The report, “Who Reads Best? Factors Related to Reading Achievement in Grades 3, 7, and 11,” found that, as in previous naep studies, the performance of black and Hispanic students lagged behind that of their white counterparts.

At the 11th-grade level, it found, average scores for black and Hispanic students, as well as for those from disadvantaged urban communities, are only slightly above the 7th-grade level for students nationwide.

In addition, it found that students’ scores tended to increase as they became older, but that the difference between the low-performing and high-performing students was about the same at each grade level. This finding “suggests that American schools continue to have difficulty narrowing the gap between better and poorer readers as they progress through school,” the report states.

The report also analyzed the relationship between instructional techniques and performance. Reading research, it says, indicates that, to be effective, instruction should focus on comprehension before, during, and after students read.

Instruction Seen Varying

For example, it notes, teachers can preview the material and point out new vocabulary, give out lists of questions for students to consider2p4while reading, and require students to think about, discuss, and support their opinions about the text.

Overall, the report states, about two-thirds of 3rd graders, and more than three-fourths of 7th and 11th graders, reported that their teachers used these techniques.

However, it adds, poorer-performing students “receive qualitatively different instruction from their higher-performing classmates.”

Better achievers, it found, reported engaging in more before- and after-reading activities, and were “more likely to engage in thought-stretching activities” than their lower-performing classmates.

The poorer students, by contrast,generally received more help getting through the text.

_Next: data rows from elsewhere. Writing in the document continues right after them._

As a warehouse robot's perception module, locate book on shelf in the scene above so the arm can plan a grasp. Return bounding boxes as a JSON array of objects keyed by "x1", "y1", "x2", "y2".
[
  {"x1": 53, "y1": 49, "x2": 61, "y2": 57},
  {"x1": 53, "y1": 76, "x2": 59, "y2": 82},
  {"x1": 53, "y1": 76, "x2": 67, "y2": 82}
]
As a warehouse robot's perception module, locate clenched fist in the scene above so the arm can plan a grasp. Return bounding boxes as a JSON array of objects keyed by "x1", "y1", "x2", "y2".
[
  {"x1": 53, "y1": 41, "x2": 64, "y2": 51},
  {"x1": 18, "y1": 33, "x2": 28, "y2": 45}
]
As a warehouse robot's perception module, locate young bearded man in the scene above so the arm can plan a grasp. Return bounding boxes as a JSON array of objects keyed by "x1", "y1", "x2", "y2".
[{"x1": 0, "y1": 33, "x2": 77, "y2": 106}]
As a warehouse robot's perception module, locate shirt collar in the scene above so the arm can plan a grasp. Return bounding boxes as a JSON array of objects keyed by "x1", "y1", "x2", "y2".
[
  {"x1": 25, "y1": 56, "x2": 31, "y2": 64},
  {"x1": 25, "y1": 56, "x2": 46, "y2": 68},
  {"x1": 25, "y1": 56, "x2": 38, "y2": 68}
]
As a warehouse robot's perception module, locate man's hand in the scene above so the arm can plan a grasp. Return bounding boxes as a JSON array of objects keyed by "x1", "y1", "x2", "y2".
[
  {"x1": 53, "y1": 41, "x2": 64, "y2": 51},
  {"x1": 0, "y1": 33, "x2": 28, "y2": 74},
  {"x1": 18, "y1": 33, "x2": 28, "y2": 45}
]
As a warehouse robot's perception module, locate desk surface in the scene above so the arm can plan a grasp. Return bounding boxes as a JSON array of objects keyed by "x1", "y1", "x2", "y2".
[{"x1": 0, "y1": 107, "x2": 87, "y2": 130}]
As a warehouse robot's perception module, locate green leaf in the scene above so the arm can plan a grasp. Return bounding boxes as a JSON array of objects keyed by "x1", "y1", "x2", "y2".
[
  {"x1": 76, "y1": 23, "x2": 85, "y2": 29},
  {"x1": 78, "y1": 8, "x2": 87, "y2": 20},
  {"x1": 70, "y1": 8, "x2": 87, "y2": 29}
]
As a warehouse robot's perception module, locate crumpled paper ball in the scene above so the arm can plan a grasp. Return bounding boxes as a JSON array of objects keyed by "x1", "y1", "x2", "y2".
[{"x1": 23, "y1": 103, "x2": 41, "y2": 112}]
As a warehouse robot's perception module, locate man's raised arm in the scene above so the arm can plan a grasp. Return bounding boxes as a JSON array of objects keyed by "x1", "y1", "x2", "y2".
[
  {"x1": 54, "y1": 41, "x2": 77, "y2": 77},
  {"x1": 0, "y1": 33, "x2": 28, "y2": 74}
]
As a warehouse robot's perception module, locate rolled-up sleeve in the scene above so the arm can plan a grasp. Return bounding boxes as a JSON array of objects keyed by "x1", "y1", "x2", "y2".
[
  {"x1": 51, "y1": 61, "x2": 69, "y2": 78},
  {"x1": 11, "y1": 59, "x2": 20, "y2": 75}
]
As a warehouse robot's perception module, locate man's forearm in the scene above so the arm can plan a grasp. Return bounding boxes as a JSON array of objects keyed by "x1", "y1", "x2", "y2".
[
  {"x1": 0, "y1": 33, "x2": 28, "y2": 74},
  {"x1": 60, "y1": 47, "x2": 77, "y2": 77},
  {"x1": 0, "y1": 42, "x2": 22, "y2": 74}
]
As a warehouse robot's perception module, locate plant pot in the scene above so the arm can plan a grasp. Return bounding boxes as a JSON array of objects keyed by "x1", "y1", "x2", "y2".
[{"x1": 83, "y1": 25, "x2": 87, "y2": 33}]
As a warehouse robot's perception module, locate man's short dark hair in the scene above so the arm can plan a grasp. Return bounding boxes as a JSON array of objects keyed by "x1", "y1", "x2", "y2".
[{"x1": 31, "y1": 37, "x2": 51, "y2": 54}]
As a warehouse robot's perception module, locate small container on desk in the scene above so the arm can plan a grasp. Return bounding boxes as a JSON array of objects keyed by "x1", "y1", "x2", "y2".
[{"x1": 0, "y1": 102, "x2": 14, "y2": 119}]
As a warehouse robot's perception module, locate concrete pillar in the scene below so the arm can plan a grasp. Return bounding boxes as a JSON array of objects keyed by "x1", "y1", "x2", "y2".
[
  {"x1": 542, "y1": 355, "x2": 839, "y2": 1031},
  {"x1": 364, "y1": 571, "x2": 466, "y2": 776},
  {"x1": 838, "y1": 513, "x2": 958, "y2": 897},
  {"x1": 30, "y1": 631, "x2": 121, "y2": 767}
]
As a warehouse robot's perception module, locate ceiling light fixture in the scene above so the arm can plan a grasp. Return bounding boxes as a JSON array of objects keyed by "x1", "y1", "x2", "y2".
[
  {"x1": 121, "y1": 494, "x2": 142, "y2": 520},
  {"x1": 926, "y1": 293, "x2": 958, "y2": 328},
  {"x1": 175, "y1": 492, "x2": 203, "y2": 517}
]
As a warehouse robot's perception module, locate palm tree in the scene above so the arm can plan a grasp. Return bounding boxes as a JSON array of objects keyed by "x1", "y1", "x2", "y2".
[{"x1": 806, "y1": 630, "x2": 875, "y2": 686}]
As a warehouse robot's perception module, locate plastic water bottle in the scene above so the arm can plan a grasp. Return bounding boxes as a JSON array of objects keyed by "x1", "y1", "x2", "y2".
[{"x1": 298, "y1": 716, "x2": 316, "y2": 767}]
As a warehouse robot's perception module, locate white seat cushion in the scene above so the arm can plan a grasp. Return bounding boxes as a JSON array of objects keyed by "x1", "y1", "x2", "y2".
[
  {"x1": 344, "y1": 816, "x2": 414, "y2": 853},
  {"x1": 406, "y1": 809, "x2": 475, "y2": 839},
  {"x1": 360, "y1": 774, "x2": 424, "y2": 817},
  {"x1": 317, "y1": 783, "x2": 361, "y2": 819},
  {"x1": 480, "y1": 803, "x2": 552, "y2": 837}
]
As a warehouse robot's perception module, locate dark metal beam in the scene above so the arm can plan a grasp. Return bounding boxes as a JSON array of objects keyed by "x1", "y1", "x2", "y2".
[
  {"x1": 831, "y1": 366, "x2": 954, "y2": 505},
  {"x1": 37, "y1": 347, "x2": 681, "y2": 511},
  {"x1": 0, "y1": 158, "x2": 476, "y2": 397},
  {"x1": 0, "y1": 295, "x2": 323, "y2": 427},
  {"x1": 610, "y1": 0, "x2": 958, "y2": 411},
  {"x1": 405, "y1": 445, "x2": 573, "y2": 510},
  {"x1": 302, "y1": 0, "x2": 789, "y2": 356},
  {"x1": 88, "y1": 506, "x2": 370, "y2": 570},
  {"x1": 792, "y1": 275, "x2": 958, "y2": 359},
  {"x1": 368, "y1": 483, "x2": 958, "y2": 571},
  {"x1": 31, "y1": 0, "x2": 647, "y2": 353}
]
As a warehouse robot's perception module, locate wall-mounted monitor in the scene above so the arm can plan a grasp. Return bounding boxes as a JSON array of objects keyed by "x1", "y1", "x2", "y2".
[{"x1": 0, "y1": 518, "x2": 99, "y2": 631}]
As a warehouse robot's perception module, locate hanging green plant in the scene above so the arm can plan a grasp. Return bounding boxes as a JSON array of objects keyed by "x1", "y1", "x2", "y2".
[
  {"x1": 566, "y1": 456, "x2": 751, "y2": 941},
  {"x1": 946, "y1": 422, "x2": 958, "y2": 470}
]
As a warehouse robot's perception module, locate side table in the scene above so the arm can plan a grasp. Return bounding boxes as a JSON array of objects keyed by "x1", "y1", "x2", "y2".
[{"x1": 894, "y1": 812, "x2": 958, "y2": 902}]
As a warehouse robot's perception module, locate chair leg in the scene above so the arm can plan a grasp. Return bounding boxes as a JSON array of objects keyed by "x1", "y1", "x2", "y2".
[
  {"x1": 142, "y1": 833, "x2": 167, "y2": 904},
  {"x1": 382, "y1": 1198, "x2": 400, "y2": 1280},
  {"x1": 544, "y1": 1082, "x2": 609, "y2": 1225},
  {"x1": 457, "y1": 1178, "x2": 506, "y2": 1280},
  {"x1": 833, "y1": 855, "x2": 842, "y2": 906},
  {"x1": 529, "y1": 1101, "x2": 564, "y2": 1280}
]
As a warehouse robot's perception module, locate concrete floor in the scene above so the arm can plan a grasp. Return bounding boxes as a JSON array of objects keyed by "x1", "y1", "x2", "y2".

“While this help is useful,” the report states, “it may be unnecessarily limiting--keeping students from also beginning to practice the very kinds of skills and strategies that are used by their higher-performing classmates.”

“Classroom practices are related to performance,” said Mr. Lapointe. “Poor readers don’t seem to be exposed to the variety of reading techniques that good readers are.”

The 1986 study also found, as have previous assessments, that most students have difficulty thinking about what they have read, and expressing their ideas in writing.

“Reading instruction at all levels must be restructured to ensure that students learn to reason more effectively about what they have read,” the report states.

Out-of-School Reading

In addition, the study found that poorer readers tend to read less often in school than better readers, but that the two groups read nearly the same amount outside of school.

“This suggests that if these students are exposed to a richer fare in school, that might be helpful,” said Mr. Lapointe.

The report notes, for example, that 47.6 percent of poorer readers said they read for fun daily, compared with 56.2 percent of the top readers. But three-fourths of the top readers said they read in school every day, while only 56.6 percent of the poorer readers said they did.

“These results reflect a dilemma,” the report states. “The poorer readers presumably have more difficulty reading on their own and, therefore, are less likely to be encouraged to do so. Yet the fewer opportunities they have to read, the fewer are their chances to become better readers.”

“It may be that expectations for the poorer readers are sometimes set too low, asking them to read less than they are capable of doing,” it concludes.

Copies of the report are available for $12.50 each from the National Assessment of Educational Progress, CN 6710, Princeton, N.J. 08541-6710.